Categories:
Mar 2, 2020

NY Court Disapproves of Board’s “Virtual Banking” of Benefits Where Claimant Returns to Work at Preinjury Wages

Where a law judge found that an injured New York worker was entitled to a PPD classification based on impairments to her cervical and lumbar spine, entitling her to nonschedule benefits not to exceed 275 weeks, but she had returned to work at her preinjury wages and, therefore, was not entitled to a nonschedule award under N.Y. Workers’ Comp. Law § 15(3), it was error for the Board to find that she was not entitled to a schedule loss of use (SLU) award for injuries to her right ankle, right hand, and right ring finger that were sustained in the same accident [Matter of Arias v. City of N.Y., 2020 N.Y. App. Div. LEXIS 1440 (3d Dept. Feb. 27, 2020)]. The New York appellate court disapproved of the Board’s practice of “virtual banking” of benefits in such instances, stressing the worker was entitled to the SLU award irrespective of her wages.

Background

In 2016, a school crossing guard sustained work-related injuries when she slipped and fell on ice. Her ensuing claim for workers’ compensation benefits was established for right carpal tunnel syndrome and injuries to her right ankle, right hand, right ring finger, neck and back. In November 2018, a WCLJ determined that claimant, who was working without reduced earnings, was entitled to a PPD classification based on impairments to her cervical and lumbar spine and concluded that she had a 40 percent loss of wage-earning capacity, entitling her to nonschedule benefits not to exceed 275 weeks.
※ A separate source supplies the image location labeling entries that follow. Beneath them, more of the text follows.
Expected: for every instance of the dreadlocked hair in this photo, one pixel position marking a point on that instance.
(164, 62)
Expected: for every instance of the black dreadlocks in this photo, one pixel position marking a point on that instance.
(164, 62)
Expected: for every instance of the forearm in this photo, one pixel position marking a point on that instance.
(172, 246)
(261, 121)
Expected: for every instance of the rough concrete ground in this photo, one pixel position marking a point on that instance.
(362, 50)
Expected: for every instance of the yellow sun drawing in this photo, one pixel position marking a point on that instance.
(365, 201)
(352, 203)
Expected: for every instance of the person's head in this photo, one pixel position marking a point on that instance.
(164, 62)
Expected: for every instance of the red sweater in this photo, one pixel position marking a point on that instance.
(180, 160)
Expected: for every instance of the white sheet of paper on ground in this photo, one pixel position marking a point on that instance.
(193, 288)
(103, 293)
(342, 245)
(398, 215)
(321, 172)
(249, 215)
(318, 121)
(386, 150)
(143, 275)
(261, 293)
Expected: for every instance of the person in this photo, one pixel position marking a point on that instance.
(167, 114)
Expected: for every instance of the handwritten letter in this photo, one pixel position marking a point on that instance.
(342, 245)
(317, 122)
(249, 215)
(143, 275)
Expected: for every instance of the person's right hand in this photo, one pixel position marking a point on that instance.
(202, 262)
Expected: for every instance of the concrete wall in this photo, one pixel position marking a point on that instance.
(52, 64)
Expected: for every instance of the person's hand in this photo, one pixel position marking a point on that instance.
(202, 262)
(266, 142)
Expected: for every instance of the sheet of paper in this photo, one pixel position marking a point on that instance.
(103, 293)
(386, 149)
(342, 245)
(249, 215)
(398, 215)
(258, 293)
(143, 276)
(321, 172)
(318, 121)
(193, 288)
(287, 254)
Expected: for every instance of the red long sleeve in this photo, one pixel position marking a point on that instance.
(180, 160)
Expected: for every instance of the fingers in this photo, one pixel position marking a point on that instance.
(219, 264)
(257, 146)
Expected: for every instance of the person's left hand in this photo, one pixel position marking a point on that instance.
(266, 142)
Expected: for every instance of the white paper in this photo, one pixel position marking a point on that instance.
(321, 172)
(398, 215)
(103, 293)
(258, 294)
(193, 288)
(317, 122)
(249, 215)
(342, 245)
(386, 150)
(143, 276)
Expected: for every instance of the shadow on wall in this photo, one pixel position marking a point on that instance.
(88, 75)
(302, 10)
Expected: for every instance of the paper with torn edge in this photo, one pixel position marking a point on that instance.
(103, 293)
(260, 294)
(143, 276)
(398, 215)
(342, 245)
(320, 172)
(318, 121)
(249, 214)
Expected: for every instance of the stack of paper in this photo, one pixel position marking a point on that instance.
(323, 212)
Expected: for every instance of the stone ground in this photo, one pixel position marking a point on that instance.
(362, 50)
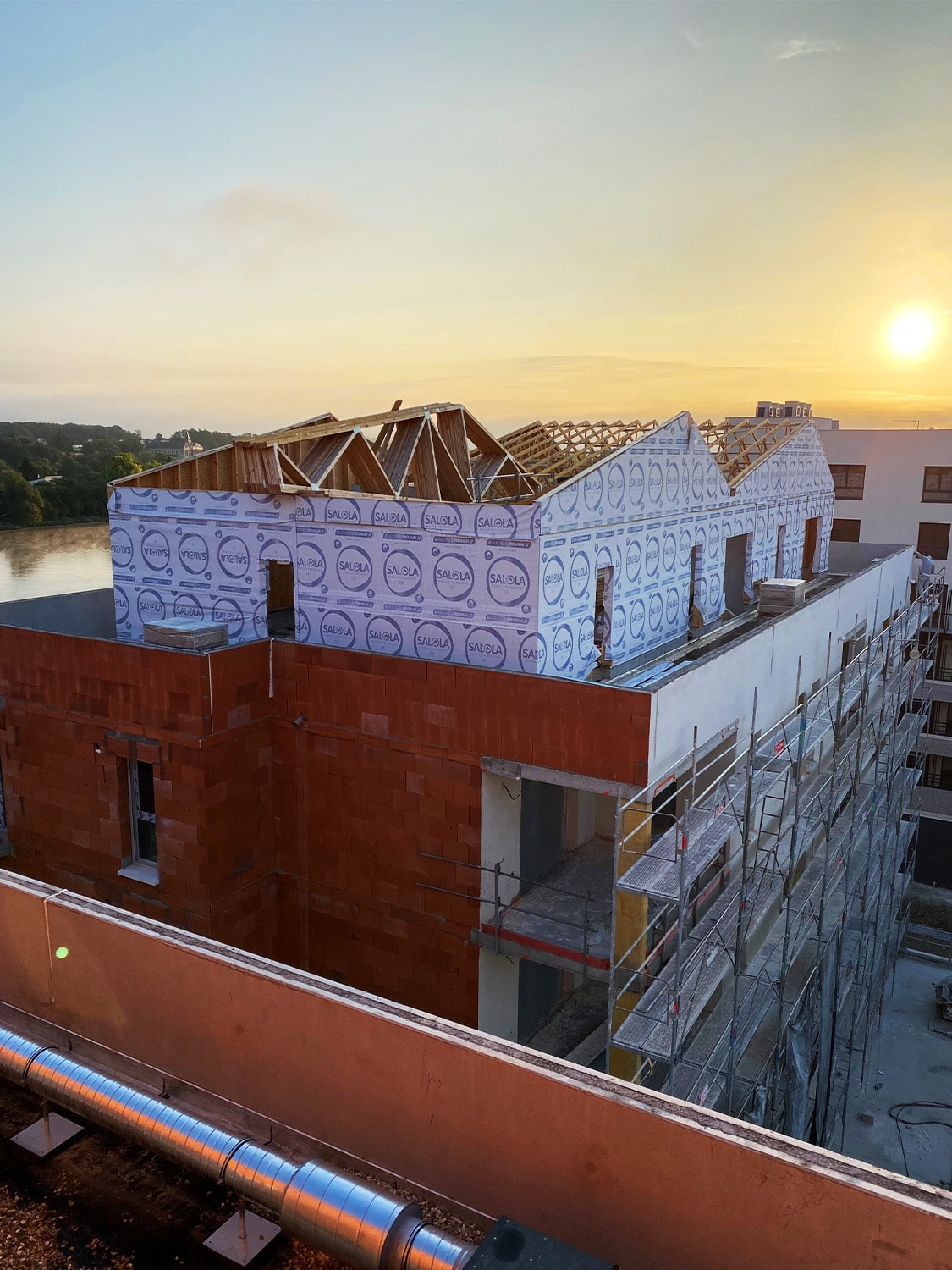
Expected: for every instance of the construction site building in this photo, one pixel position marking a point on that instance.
(678, 848)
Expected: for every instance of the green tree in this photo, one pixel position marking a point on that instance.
(19, 502)
(122, 465)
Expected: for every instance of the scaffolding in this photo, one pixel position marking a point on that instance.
(773, 883)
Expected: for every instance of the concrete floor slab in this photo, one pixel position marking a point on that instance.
(914, 1063)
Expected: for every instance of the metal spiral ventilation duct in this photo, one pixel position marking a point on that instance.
(345, 1218)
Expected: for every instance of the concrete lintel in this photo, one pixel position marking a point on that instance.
(550, 776)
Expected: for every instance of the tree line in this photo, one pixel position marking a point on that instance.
(79, 461)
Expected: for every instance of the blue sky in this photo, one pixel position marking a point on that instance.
(239, 215)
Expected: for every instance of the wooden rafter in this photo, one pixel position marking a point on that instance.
(740, 444)
(434, 452)
(558, 451)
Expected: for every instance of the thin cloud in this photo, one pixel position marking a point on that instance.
(802, 47)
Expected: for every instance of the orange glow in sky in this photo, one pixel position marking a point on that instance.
(238, 216)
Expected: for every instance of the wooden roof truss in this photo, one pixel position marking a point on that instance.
(437, 452)
(738, 444)
(558, 451)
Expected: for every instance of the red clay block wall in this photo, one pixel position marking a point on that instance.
(306, 842)
(383, 772)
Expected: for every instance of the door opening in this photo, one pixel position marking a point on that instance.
(812, 527)
(735, 563)
(603, 602)
(281, 599)
(781, 544)
(696, 619)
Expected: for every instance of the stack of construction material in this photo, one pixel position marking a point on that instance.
(779, 594)
(185, 632)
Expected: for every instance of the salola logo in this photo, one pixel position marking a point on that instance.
(652, 554)
(391, 515)
(592, 489)
(311, 566)
(228, 611)
(442, 518)
(121, 548)
(343, 511)
(193, 553)
(150, 606)
(579, 574)
(672, 606)
(433, 642)
(637, 619)
(454, 577)
(495, 522)
(155, 550)
(616, 485)
(632, 560)
(337, 630)
(234, 556)
(563, 648)
(553, 581)
(670, 551)
(403, 573)
(484, 647)
(654, 612)
(355, 569)
(187, 606)
(383, 635)
(507, 582)
(532, 654)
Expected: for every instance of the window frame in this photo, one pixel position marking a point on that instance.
(932, 525)
(850, 490)
(939, 475)
(842, 521)
(139, 864)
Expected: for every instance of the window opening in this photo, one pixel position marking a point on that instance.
(848, 479)
(810, 538)
(937, 485)
(142, 813)
(933, 540)
(845, 531)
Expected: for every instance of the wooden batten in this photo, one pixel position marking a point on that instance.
(367, 467)
(424, 465)
(454, 485)
(398, 460)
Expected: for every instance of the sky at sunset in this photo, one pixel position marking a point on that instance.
(235, 216)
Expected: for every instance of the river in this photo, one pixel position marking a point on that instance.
(52, 561)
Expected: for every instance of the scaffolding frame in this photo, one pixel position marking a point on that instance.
(777, 884)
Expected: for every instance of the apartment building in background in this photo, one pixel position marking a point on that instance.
(895, 485)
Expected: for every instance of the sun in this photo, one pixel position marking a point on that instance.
(911, 334)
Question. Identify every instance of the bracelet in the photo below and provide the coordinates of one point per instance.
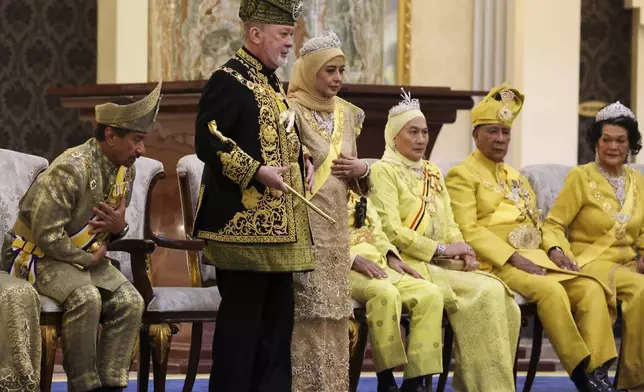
(555, 248)
(367, 172)
(120, 235)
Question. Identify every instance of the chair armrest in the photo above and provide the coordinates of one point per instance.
(171, 243)
(132, 246)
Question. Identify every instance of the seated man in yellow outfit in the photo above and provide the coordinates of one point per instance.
(495, 208)
(59, 241)
(381, 280)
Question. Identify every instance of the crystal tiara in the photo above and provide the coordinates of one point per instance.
(408, 103)
(320, 43)
(613, 111)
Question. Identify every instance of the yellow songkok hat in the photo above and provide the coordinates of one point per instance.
(280, 12)
(137, 116)
(501, 106)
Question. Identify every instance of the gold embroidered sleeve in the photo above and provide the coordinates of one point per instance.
(56, 193)
(237, 165)
(218, 123)
(563, 211)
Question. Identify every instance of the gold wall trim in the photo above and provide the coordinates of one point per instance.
(403, 60)
(590, 108)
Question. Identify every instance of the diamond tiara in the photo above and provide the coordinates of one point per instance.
(613, 111)
(320, 43)
(408, 103)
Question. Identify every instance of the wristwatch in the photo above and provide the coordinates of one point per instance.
(440, 249)
(120, 235)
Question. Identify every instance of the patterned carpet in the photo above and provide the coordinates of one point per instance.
(559, 383)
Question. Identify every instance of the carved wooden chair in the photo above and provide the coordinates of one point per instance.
(196, 304)
(20, 170)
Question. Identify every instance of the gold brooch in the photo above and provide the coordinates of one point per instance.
(525, 237)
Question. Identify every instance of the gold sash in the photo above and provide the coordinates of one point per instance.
(606, 241)
(27, 253)
(323, 172)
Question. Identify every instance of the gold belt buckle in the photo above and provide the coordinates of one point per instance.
(525, 237)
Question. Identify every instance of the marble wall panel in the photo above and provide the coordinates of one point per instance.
(189, 39)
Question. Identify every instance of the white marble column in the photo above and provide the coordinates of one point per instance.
(122, 41)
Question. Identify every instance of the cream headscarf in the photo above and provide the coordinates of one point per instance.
(405, 111)
(314, 55)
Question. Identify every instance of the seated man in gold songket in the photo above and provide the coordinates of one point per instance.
(495, 208)
(59, 241)
(414, 208)
(381, 280)
(601, 206)
(19, 335)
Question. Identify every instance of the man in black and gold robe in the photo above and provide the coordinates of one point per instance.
(256, 230)
(58, 243)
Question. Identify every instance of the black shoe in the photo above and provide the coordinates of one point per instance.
(388, 388)
(601, 375)
(583, 381)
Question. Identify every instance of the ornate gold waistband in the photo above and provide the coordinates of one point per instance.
(361, 235)
(525, 237)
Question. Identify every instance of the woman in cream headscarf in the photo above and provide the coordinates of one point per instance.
(414, 206)
(328, 128)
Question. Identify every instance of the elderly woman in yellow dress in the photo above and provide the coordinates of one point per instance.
(414, 206)
(600, 205)
(328, 128)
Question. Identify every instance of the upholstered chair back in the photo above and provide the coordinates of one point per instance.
(546, 180)
(18, 170)
(147, 172)
(189, 172)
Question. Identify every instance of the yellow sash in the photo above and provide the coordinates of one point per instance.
(606, 241)
(27, 254)
(323, 172)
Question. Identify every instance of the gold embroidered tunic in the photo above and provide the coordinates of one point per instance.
(57, 206)
(240, 127)
(20, 341)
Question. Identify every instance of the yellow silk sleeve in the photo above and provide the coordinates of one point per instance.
(454, 235)
(56, 193)
(462, 188)
(385, 197)
(569, 201)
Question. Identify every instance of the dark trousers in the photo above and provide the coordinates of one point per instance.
(251, 350)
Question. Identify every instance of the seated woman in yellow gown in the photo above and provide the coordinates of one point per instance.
(414, 206)
(601, 206)
(384, 283)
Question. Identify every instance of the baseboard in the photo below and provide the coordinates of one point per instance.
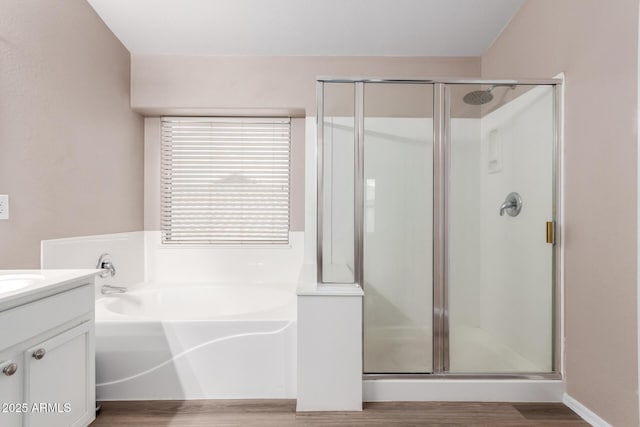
(584, 412)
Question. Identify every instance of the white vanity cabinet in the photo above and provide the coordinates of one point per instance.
(47, 360)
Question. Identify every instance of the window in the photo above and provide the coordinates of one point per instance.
(225, 180)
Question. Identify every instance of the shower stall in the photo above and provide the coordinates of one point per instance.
(439, 198)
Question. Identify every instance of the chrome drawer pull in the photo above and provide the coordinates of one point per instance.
(39, 353)
(10, 369)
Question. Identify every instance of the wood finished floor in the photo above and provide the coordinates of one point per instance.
(281, 413)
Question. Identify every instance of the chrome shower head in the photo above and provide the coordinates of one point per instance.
(481, 97)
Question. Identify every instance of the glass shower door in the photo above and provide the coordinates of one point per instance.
(397, 230)
(500, 199)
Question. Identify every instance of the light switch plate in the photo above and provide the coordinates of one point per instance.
(4, 206)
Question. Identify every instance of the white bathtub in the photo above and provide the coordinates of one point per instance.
(196, 342)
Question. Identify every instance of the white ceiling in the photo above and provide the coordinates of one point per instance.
(307, 27)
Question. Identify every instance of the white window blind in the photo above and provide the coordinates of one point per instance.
(225, 180)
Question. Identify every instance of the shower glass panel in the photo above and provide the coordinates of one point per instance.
(338, 176)
(397, 229)
(500, 266)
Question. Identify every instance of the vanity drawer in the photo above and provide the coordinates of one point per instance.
(36, 317)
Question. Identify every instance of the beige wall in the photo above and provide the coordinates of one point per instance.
(70, 147)
(595, 44)
(228, 85)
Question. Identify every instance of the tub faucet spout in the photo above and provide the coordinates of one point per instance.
(110, 289)
(107, 267)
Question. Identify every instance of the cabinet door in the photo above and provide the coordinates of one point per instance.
(59, 379)
(11, 390)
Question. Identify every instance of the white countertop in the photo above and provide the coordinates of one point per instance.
(50, 282)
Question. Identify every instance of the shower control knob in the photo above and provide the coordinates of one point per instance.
(39, 353)
(10, 369)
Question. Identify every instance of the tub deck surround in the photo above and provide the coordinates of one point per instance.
(196, 341)
(41, 283)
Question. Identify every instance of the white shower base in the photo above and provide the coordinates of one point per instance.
(472, 350)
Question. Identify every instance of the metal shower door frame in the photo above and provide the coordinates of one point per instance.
(441, 161)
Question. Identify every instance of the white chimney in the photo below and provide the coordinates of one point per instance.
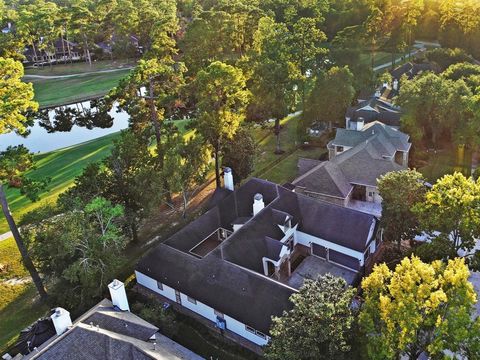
(228, 179)
(360, 123)
(61, 320)
(395, 84)
(118, 295)
(258, 204)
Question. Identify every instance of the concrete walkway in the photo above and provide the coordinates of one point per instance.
(75, 75)
(6, 236)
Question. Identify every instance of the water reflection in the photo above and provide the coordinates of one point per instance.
(40, 140)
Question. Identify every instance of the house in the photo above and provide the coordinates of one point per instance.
(357, 158)
(373, 109)
(237, 265)
(107, 331)
(61, 50)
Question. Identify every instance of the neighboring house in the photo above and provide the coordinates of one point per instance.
(238, 264)
(373, 109)
(107, 331)
(357, 159)
(60, 51)
(410, 70)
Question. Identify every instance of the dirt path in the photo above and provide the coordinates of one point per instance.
(76, 75)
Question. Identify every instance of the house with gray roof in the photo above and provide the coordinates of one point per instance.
(238, 264)
(357, 158)
(108, 331)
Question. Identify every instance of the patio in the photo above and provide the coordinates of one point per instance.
(313, 266)
(366, 207)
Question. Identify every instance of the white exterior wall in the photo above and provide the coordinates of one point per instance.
(151, 284)
(200, 308)
(376, 198)
(306, 240)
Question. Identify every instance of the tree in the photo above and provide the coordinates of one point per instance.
(271, 76)
(16, 98)
(222, 99)
(131, 178)
(239, 154)
(418, 308)
(186, 166)
(80, 250)
(400, 191)
(452, 208)
(318, 326)
(329, 99)
(431, 107)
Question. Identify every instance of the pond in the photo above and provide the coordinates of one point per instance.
(40, 140)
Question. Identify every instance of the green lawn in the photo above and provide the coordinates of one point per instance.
(62, 166)
(51, 92)
(286, 170)
(78, 68)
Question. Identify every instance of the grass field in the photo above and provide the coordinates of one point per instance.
(62, 166)
(18, 306)
(78, 67)
(51, 92)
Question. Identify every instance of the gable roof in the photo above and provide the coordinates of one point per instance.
(386, 135)
(375, 109)
(371, 155)
(83, 344)
(230, 278)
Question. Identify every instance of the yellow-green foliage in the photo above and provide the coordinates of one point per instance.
(418, 307)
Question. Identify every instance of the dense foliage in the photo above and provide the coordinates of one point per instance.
(319, 325)
(420, 307)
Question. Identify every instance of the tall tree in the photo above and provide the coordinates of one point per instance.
(330, 97)
(400, 191)
(16, 98)
(240, 153)
(132, 180)
(452, 208)
(186, 166)
(80, 250)
(418, 308)
(318, 326)
(222, 100)
(271, 79)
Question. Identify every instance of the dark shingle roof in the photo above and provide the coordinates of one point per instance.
(230, 278)
(241, 294)
(112, 320)
(83, 344)
(304, 165)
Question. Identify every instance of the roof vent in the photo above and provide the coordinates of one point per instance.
(258, 203)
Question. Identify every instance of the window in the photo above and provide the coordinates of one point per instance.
(192, 300)
(250, 329)
(260, 334)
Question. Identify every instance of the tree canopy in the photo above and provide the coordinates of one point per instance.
(318, 326)
(419, 307)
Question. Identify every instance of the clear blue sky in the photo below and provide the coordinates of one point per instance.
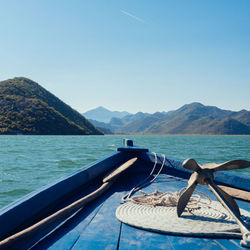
(133, 55)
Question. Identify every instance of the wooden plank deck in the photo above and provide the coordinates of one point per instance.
(96, 227)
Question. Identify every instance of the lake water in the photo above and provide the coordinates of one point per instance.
(30, 162)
Claimant sought Board review, arguing in relevant part that because she had returned to work at preinjury wages and, thus, was not presently entitled to a nonschedule award based upon any actual loss of wages (see N.Y. Workers’ Comp. Law § 15(3)(w), she was entitled to a SLU award pursuant to the decision in Matter of Taher v. Yiota Taxi, Inc., 162 AD3d 1288, 78 N.Y.S.3d 500 (2018), lv dismissed, 32 NY3d 1197 (2019). The Board disagreed, finding that because claimant’s injuries were subject to a nonschedule classification, they were not also amenable to an SLU award. The claimant appealed.

Matter of Statutory Interpretation

The appellate court acknowledged that the Board had broad latitude as a finder of fact, but stressed that the issue here was one of statutory interpretation — namely, whether N.Y. Workers’ Comp. Law § 15(3) permitted a simultaneous SLU award and nonschedule classification for impairments that arose out of the same work-related accident where the claimant has returned to work at preinjury wages.

SLU Awards Not Based on Loss of Actual Earnings

The court stressed that the Board’s position was untenable, in that it would require injured claimants who had returned to work at preinjury wages — and yet, who are perhaps more extensively injured than similarly-situated claimants who had sustained only a permanent impairment to a scheduled member — to wait an unspecified period of time to receive any PPD award until, and only if, they experienced actual loss of wages and, thus, became eligible for a nonschedule award. The court indicated the difficulty with that position by the Board was that it was already well established that an SLU award was designed to compensate a claimant for the loss of earning power or capacity presumed to result as a matter of law.

Statute Does Not Provide for “Virtual Banking” of Benefits

The court continued:

The Board presents this indefinite, and potentially permanent, delay as a “virtual banking” of benefits. It is in fact an attempt to control how prudently a claimant uses or rations his or her lump-sum SLU award — and, thus, a policy choice with no basis in the Workers’ Compensation Law. It bears some emphasis that, when a claimant who has sustained a permanent impairment to a member has returned to work at preinjury wages, it is mere speculation that an award will ever be made for nonschedule injuries arising from the same accident.

The court continued that while the Board may be appropriately concerned about the possibility of double payment or recovery if, and when, a claimant experienced actual lost wages, that circumstance was provided for within Matter of Taher v Yiota Taxi, Inc. (see 162 AD3d at 1290 n 2). Moreover, the withholding of an SLU award in favor of the “virtual banking” of nonschedule cap weeks added unnecessary complexity in the event that a claimant suffered a death that was unrelated to the established sites of injury.

The court concluded that if the Legislature wished to amend the Workers’ Compensation Law to permit the virtual banking of benefits in the manner that the Board desired, it was of course free to do so. Until then, however, the court would abide by its prior holding in Matter of Taher.